Tangled in my covers, I plunge through darkness, through flashing images and sounds. Something’s about to happen, I know it. My pulse thumps heavily in my ears.
Now, it’s already happening.
A crash.
A collision.
Impact.
I slam into something. My spine rattles. My body jerks.
The car rolls and skids, metal crunching and folding. My head hurts. I’m too cold, then too warm. There’s a fire burning. I can smell it, singeing cloth and flesh.
It hurts. My leg hurts.
I’m so fucking scared I can’t breathe.
When I scream, nobody answers. I’m alone.
Everyone’s dead.
Chapter Five
Gigi
Sydney and me, we haven’t talked in days. We’re avoiding each other. Well, she’s been avoiding me, because she knows I’ll press her to tell me about the drug incident at the club, and since then I’ve been avoiding her, too, because I’m pissed off at her.
Acting like a three-year-old pitching a fit and I know it.
Yeah, well, I still can’t believe she’s been hiding things like that from me. That she’d place herself in danger for a boy, and that’s if that’s what’s been going on.
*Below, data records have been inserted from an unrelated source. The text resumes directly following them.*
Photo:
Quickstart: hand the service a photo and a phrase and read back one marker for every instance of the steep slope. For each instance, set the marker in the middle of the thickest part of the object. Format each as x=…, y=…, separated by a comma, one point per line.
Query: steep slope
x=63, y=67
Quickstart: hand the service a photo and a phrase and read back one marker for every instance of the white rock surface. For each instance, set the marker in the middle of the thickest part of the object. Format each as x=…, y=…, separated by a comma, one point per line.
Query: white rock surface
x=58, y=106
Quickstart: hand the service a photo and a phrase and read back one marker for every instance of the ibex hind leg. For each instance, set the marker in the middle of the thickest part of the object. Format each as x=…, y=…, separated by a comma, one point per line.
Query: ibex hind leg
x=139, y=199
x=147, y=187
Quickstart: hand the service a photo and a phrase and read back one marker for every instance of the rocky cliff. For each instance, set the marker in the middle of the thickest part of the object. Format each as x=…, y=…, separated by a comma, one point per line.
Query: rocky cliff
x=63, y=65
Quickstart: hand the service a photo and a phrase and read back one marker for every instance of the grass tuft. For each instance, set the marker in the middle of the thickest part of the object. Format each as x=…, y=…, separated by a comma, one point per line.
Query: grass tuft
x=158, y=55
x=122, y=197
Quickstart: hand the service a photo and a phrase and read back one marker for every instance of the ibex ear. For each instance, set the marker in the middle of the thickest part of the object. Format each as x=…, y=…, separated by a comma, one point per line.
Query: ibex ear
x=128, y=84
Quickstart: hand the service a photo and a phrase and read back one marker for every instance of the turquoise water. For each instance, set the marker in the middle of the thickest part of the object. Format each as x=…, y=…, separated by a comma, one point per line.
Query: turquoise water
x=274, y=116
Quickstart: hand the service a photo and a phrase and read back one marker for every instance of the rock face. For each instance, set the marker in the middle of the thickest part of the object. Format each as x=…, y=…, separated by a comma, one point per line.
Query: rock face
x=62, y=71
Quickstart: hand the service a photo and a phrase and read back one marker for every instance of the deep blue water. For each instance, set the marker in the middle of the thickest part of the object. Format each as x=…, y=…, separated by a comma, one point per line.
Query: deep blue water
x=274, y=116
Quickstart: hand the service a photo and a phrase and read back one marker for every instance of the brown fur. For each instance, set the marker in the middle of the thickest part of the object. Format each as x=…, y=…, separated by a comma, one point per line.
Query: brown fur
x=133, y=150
A big if. She didn’t tell me I was right when I asked.
Hissy fits aside, the truth is I’m hurt. Knowing she kept this from me and I had to discover it by chance… That she left me alone in the club to go and buy drugs, Jesus…
How can I trust what she tells me after this? How do we go back to where we were two weeks ago?
The fact I didn’t tell her the guy I met that night at the club was Jarett is irrelevant. Totally unimportant info. Or that his brother practically assaulted me before Jarett stopped him and dragged me away.
Yeah. I just don’t want to open up that can of worms.
The memory of Sebastian’s grip on me, the emptiness in his eyes, still has me waking up in a cold sweat, his face morphing into the face of the two guys who’d cornered me in Destiny all those years ago, sneering and mocking as they drank in my fear and humiliation.
Then again, why should I tell her when she’s been keeping so much from me?
Back to three-year-old territory.
Normally I’m perfectly adult. I can adult just fine. But not when it comes to Sydney. I think it’s a girl thing.
Don’t ask.
Not meeting with Sydney also means I don’t have a ride home after college classes, so I hoof it to the bus stop to wait with the other poor souls.
On my way, I pass by a fast food joint, its big yellow sign telling the world that the best pizza in town is right there. My stomach grumbles at the smell.
Then I notice a guy standing by the door, and I miss a step.
It’s Jarett. It’s definitely him. Seeing him in broad daylight there’s no way I could be wrong. I’d know that face and those broad shoulders anywhere.